QF – Quattlebaum Foretich - Gallery is pleased to present tête a tête, a group exhibition curated by Mickalene Thomas and featuring work by Derrick Adams, Zachary Fabri, LaToya Ruby Frazier, Deana Lawson, Nicole Miller, Zanele Muholi, Hannah Price, Paul Mpagi Sepuya, Malick Sidibe, Xaviera Simmons, Mickalene Thomas and Hank Willis Thomas.
In January of 2012 the Friends of Education of the Museum of Modern Art, New York invited Derrick Adams, Clifford Owens, and Xaviera Simmons to participate in Conversation: Among Friends. This discussion inspired Mickalene Thomas to question ideas surrounding collaborative work, and to consider the performative process in which conversation is transformed into a visual expression.
Tête a tête, in its third iteration, includes photography and video by artists from Africa and the United States. The works in this exhibition presents itself with visual complexity and conceptual ideologies through myth, performance, literature and self, as pertained to the “black body” as we consider it in today’s society.

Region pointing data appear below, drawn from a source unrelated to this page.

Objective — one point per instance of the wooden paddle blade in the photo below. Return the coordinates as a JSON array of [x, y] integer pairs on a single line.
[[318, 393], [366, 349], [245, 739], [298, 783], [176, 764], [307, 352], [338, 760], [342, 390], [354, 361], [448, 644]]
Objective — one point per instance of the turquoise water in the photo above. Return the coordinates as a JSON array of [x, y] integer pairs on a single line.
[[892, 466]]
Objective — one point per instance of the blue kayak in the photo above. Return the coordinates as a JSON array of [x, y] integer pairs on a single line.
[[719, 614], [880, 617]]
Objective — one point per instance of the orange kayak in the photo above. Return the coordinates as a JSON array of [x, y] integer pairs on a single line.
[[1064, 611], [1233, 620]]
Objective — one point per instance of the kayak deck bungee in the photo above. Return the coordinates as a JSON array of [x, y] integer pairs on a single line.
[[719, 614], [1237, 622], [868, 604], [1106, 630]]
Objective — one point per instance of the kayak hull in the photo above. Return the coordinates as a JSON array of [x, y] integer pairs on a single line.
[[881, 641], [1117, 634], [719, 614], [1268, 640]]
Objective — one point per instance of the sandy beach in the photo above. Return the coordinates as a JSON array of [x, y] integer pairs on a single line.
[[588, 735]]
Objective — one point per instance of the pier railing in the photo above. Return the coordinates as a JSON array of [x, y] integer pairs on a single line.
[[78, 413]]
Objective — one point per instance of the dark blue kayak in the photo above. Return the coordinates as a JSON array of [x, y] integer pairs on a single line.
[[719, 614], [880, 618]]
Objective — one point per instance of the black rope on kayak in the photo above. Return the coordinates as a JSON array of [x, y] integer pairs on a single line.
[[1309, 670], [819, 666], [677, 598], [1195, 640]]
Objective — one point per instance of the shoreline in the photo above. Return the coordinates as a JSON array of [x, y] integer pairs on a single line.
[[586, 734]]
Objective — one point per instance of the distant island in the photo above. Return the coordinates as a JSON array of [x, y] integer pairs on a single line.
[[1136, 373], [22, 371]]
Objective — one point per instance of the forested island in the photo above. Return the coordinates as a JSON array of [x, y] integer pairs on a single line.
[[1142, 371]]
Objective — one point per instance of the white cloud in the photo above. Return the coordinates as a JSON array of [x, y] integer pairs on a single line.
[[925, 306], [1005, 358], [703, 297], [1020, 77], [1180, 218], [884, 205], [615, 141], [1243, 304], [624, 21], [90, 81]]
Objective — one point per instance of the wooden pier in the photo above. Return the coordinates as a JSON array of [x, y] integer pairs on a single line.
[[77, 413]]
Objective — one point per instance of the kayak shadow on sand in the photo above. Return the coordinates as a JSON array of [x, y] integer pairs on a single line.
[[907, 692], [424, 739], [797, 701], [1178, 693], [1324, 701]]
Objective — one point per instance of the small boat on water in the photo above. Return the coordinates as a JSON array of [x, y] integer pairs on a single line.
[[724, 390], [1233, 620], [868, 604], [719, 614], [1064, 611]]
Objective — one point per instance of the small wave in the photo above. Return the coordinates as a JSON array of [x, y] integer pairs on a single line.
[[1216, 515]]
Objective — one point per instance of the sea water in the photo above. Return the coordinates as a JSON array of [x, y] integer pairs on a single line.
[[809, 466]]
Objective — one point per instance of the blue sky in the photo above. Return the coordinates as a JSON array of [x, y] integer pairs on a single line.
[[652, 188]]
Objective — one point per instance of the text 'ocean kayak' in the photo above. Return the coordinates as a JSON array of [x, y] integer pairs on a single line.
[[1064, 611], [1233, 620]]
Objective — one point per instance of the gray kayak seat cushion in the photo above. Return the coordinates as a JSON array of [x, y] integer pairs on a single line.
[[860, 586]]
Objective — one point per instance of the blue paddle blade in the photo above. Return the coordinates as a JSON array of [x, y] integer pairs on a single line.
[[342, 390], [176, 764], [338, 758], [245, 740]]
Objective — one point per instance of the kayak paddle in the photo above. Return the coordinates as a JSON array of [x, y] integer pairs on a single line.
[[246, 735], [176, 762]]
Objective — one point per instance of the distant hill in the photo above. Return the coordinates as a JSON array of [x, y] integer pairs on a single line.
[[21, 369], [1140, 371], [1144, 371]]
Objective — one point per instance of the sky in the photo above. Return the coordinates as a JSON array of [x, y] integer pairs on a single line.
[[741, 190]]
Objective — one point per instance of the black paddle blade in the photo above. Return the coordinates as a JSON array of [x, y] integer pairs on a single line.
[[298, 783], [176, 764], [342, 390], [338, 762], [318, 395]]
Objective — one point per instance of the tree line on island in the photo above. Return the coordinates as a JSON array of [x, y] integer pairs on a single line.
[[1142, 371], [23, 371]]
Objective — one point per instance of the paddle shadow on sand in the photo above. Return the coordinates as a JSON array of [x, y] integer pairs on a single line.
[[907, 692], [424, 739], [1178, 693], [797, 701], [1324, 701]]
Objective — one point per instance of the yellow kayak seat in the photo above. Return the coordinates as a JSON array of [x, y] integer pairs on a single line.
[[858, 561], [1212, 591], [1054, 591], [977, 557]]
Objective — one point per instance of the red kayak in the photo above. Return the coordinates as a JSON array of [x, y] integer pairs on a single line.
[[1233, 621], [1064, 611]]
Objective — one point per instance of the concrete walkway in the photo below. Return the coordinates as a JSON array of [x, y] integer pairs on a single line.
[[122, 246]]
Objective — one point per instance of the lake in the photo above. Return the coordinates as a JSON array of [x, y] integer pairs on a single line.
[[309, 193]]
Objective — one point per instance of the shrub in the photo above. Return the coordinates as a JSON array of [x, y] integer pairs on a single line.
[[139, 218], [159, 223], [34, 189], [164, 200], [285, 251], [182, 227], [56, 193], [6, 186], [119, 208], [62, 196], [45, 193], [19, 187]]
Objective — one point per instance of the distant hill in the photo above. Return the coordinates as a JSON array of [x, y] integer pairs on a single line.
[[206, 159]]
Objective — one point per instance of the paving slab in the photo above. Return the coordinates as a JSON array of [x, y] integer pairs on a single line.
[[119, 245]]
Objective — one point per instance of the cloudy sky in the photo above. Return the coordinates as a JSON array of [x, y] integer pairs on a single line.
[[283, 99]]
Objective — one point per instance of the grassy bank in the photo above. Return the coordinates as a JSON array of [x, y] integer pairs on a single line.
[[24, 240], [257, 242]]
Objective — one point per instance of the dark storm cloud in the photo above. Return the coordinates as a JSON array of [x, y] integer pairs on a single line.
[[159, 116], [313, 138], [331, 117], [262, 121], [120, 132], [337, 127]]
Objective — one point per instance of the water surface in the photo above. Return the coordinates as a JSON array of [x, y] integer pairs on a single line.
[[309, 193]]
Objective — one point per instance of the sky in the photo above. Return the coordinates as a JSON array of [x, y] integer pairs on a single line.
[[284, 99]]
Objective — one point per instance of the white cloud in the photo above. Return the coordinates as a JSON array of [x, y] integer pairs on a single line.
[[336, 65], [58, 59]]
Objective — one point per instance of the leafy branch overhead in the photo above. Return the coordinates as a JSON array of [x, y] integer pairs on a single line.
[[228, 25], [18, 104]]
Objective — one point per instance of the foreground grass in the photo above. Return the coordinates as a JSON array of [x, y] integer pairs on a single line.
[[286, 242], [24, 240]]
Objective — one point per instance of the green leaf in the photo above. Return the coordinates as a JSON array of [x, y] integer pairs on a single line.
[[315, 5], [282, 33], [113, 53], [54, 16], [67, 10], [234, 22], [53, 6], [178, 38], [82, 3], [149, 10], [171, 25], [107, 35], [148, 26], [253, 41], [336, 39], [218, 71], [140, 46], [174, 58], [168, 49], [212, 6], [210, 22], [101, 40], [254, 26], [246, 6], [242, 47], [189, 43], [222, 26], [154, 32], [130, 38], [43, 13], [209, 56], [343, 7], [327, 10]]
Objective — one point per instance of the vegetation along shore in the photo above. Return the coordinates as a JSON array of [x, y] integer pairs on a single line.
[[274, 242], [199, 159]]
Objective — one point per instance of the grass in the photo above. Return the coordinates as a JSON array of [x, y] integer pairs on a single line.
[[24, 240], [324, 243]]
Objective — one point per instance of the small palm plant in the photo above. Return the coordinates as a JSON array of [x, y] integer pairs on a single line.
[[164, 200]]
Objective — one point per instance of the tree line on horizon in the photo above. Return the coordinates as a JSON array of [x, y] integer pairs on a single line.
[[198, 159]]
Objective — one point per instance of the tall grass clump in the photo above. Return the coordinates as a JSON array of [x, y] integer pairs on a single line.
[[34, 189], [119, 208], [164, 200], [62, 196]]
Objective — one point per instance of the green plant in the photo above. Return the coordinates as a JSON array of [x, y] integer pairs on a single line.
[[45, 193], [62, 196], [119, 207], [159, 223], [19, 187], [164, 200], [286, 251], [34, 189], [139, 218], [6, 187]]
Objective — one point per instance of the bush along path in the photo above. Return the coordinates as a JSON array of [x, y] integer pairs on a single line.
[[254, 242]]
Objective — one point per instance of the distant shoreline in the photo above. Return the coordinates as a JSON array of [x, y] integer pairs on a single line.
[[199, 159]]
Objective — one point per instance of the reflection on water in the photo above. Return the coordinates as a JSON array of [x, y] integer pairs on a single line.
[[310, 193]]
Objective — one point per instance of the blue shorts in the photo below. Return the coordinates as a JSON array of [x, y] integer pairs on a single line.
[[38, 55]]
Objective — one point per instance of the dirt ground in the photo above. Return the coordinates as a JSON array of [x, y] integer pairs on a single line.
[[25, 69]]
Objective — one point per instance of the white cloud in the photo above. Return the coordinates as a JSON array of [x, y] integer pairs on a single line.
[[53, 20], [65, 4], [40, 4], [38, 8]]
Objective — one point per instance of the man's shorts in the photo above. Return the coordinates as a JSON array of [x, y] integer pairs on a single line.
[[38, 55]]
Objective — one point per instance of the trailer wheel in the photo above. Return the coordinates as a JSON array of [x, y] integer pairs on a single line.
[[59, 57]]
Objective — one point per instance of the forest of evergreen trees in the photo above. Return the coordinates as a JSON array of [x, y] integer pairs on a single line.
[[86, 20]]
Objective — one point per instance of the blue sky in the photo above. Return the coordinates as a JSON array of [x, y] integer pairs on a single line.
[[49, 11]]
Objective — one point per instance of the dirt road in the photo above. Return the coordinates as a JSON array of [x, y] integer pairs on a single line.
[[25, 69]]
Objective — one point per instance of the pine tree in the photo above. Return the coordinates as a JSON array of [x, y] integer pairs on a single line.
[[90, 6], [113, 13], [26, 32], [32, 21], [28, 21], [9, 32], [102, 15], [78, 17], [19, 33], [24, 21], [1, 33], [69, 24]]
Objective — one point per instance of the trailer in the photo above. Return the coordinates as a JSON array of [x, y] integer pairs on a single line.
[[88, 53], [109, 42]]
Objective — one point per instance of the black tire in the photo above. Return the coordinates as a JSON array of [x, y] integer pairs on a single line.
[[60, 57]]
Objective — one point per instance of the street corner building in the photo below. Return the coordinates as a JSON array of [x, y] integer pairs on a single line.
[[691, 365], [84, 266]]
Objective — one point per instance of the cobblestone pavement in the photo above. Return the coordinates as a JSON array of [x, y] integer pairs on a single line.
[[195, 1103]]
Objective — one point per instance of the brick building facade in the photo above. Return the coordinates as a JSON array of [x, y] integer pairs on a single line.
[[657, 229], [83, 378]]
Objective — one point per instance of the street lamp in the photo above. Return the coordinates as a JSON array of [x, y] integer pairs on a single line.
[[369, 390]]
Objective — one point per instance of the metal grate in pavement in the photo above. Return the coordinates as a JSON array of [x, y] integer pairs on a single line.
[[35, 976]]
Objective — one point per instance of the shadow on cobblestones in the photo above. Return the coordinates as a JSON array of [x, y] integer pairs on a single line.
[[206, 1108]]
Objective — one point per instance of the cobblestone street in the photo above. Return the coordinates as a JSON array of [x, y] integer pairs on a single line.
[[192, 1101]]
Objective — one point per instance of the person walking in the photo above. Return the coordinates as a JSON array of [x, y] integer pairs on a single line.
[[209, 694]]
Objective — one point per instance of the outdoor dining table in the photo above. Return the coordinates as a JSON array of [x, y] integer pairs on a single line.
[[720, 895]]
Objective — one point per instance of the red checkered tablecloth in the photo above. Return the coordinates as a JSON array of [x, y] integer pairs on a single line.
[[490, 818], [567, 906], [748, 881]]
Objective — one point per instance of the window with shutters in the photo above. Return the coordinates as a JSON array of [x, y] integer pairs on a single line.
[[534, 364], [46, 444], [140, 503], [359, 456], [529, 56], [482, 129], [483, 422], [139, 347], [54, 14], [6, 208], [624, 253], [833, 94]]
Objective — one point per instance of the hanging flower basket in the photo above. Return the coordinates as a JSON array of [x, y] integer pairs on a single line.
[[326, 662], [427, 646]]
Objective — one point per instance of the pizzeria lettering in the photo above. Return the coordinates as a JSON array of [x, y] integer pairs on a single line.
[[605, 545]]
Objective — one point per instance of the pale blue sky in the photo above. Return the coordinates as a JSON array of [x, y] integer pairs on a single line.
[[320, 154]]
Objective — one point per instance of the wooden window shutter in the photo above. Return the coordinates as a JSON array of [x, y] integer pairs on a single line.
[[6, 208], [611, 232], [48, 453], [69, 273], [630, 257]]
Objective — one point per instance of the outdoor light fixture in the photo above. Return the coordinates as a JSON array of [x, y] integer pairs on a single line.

Mickalene Thomas is interested in the performative way in which male artists use their physical presence and body in relation to the viewer, and the way many female artists see themselves through the gaze of another (often male). Each time Thomas conceives tête a tête, new artists addressing these themes are invited to participate.
Derrick Adams responds to these ideas directly with shrouded self-portraits in Static | Distortion | Interference. Zachary Fabri’s meditative video is an intimate, interior version of his magical, alchemical, filmic landscapes. LaToya Ruby Frazier’s short video is a collaboration between the artist and her mother, exploring themes regarding the body and landscape, familial and communal history, “psychological portraits of the identity of the body and how surrounding outside spaces shape and form it physically.”
Deana Lawson creates photographs that serve as visual testimonies of familial relationships, sexuality, and life cycles in intimate and urban environments. In the Faces and Phases series, Zanele Muholi photographed black lesbians she met through the South African townships as a commemoration and celebration of their lives. She established relationships with her subjects based on a mutual understanding of what it means to be female and lesbian in South Africa today.
Mickalene Thomas’ Polaroid Series, compositions of archival digital Polaroid prints, provide insight into her artistic process. As if looking through a keyhole, the images expose Thomas’ subjects (many of whom are also portrayed in her prints, photographs and paintings), as she herself would have seen them. Thomas creates her narratives through groupings, notes, and arrangements that articulate the intimate conversations between artist and subject.